A miller died, leaving three sons to divide his fortune among them. The eldest took the mill and the land around it; the second took the flocks and herds, and then there was nothing left for the third son, Jack, but three bits of silver money, and a little cat that lived in the mill.
“This is all very well,” said Jack, “and the cat is a fine little cat and can feed on the mice it catches, but I do not see how I am to live on three pieces of money.”
“Oh,” answered his brothers, “you will have to start out in the world and do the best you can for yourself.”
Jack took the little cat and started out.
“Do not be uneasy, master,” said the little cat. “You have three silver pieces. Take them and buy me a little pair of boots and a bag, and I will make your fortune for you.”
Jack did not like to spend his money on a pair of boots for a cat, but he knew he was a wise little animal, so he did as he said. He went to a tailor, and for the three pieces of silver the tailor made him the prettiest pair of little boots that ever were seen, and when Puss drew them on they fitted exactly. The tailor also gave Jack an old bag that lay in the corner, and for which he had no use.
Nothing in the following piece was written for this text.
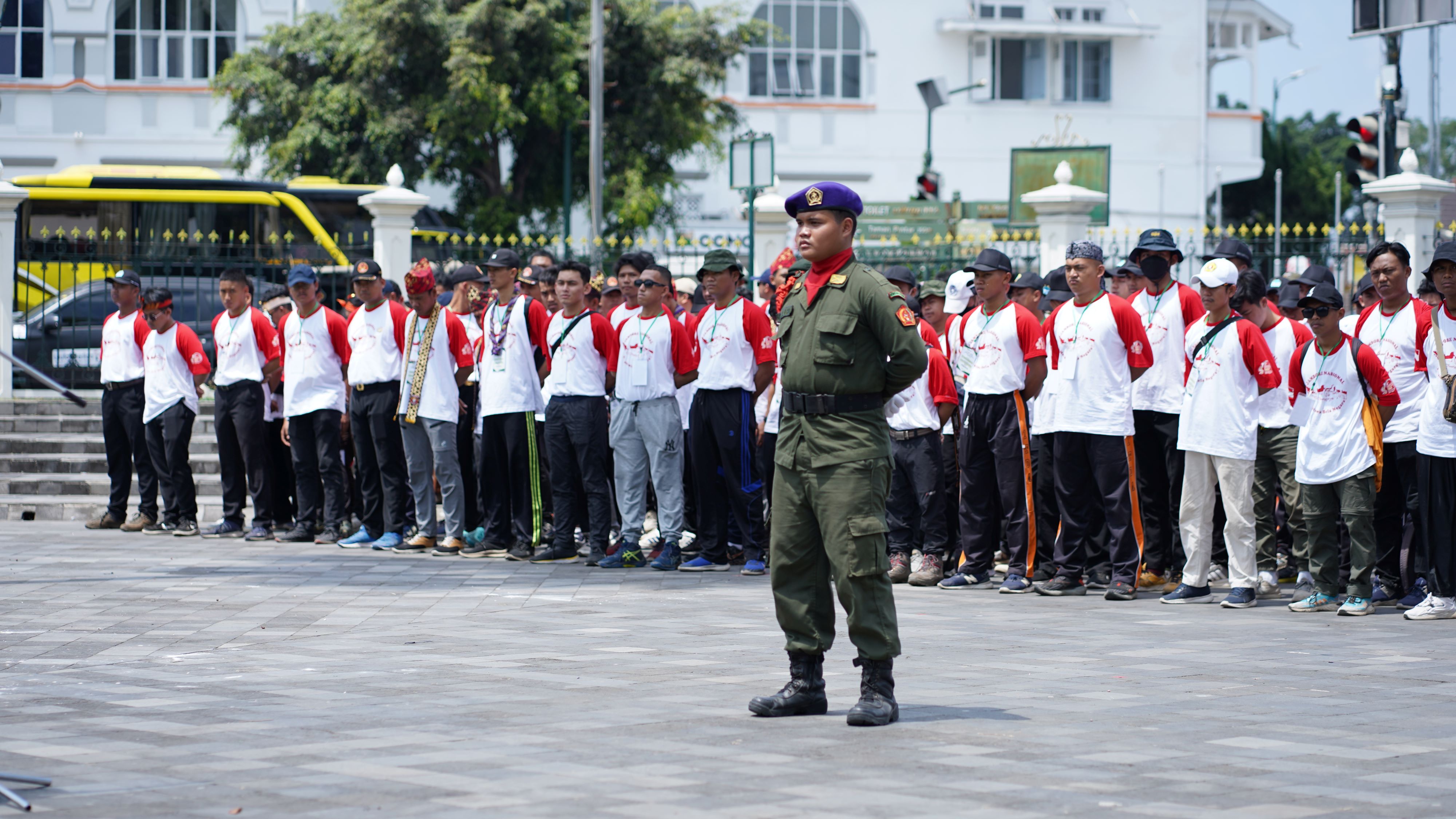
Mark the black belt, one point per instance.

Puss led Jack off into the country, and then he bade him sit down by the roadside and wait for his return. The little cat ran off into a wood near by, where there were a great many rabbit-holes, and there he managed to catch two fine fat rabbits. He put the rabbits in the bag and trotted away in his neat little boots until he came to the King’s palace. There he asked to see the King, and a cat in boots was such a strange sight that he was at once brought before his majesty.
The courtiers nudged each other and laughed when the cat came into court, but Puss marched up to the King and bowed low before him.
“Your Majesty, my master, the Marquis of Carrabas, has sent you a present of these two fine fat rabbits for your supper,” said he, and he took out the rabbits and presented them to the King.
The King was very much pleased. He ordered a piece of money to be given to Puss, and bade the little animal thank his master for the fine present he had sent.
Puss ran back to where Jack was waiting, and gave him the piece of money. “There,” he said. “That is enough to pay for a bed and a supper at the inn.”
The next day Puss set off for the forest again, and this time it was a pair of fine fat partridges that he caught and carried to the King. “They are sent by my master, the Marquis of Carrabas,” said Puss.
Again the King sent his thanks to the Marquis, and gave Puss a piece of money, which the little cat carried back to his master, and it was enough to buy Jack food and lodging.
So it went on day after day. Every day Puss caught some fine game in the forest and took it to the King with the compliments of the Marquis of Carrabas, and every day the King thanked the cat and gave him a piece of money. The King began to wonder who the Marquis of Carrabas was and where he lived. He began to think the Marquis was a very generous fellow.